6年間で10個あまりの研究・開発テーマを完了

 渡辺さんが何よりスゴイのは、学部4年から博士課程卒業までの6年間で、非常に多くの研究・開発を行なってきたことだ。通常、研究室に配属された学生は、修士課程卒業までの3年間で大きめの研究テーマを1つこなせばいいのだが、渡辺さんが完了させたものは10個あまりに上る。

 その内容も、モーターの高効率制御から広い速度域で安定した軌跡追従制御、誤検出の少ない測域センサ信号処理、ロボットを制御するソフトウェアプラットフォームの開発、モータードライバの開発など、非常に多岐にわたることが特徴だ。

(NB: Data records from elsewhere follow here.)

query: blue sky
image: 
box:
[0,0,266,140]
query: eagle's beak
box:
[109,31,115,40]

 ロボットはもともと、メカや電気回路といったハードウェアからプログラミングまで幅広い技術の集合から成り立っているため、さまざまな分野に精通していることを求められるが、渡辺さんのスーパー学生ぶりはそのなかでも群を抜いている。

渡辺さんが6年間で完了させた研究・開発テーマ。博士論文は「オフライン計算支援に基づく移動ロボットのための高性能な計測・制御システムの研究」

 渡辺さんのアイデアと実装力をわかりやすく示すのが、毎年5月に研究室メンバー全員参加で開催される「山彦デモプログラムコンテスト」のために開発されたロボットたち。

 特に面白いのは、渡辺さんが最後に開発した「スニーキングボット」で、その名の通り、相手に気づかれないように、死角を考慮しながらスニーキング(尾行)するロボットだ。ちなみに渡辺さんはこのプログラムコンテストで出場6回中、5回優勝している。

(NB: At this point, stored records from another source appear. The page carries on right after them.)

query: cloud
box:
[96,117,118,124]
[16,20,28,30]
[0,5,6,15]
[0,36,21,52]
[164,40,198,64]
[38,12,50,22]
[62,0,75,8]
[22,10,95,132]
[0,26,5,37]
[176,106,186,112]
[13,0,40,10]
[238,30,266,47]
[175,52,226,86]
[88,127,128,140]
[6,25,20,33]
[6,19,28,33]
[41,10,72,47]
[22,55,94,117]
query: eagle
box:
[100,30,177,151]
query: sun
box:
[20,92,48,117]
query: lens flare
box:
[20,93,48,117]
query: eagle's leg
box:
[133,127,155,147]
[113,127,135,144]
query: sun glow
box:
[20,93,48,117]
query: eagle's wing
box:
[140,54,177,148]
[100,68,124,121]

渡辺さんの山彦デモプログラムコンテストの実績一覧。6回中5回優勝しており、優勝できなかった年も準優勝

渡辺さんが2013年に開発した「相手の死角を考慮した尾行ロボット(スニーキングボット)のデモンストレーションを収めた動画


―― 渡辺さんがこれまでに手がけてきた研究テーマについて、教えて下さい。

渡辺 「研究自体は、制御とか計測が中心です。ロボットの動く軌跡やモーターを、うまく、効率よく制御する、センサーをもっと高精度にするとかですね。

 こういったものを専門でやっている人は、数式で綺麗に解こうとしがちなのですが、問題が複雑になると極端に難しくなるので、近似して綺麗に解くんですね。そうするとどうしても、欲しい性能を完全には出せません。

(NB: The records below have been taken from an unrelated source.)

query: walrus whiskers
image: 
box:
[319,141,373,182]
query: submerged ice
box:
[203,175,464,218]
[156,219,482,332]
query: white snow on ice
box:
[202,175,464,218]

 今はコンピューティング能力を駆使して、なんでも計算してしまおうというのが流行っていますけど、それを利用して、そういった計測や制御を総当たり的に計算して全部解き、一番良いパラメーターを見つけようというようなことをやっていました。博士論文の制作時も含めて、パワーのあるマシンが手放せない感じです」

大学の研究室とは思えないほど片付いているが、これでも年度末で掃除が行き届いていない状態なのだとか

ロボットに不可欠のバッテリーは集中管理されている

―― 計算やシミュレーションだけでなく、実際に動くロボットもたくさん開発されてますよね。

渡辺さんが計算に使っていた、デルのタワーサーバ「PowerEdge T410」

渡辺 「はい、つくばチャレンジという、TXつくば駅周辺の公道をロボットが自律で移動するというチャレンジがあるのですが、それに出場するロボットを作ったり、研究室内でロボットを動かすためのソフトウェアプラットフォームも開発しました。

 あと、ロボットがぶつかったときにそれを検出するバンパーセンサーとか。

 最近は茨城県内の中小企業と共同プロジェクトを立ち上げて、モーターを駆動するための基板であるモータードライバなどの開発を担当して、商品化しました。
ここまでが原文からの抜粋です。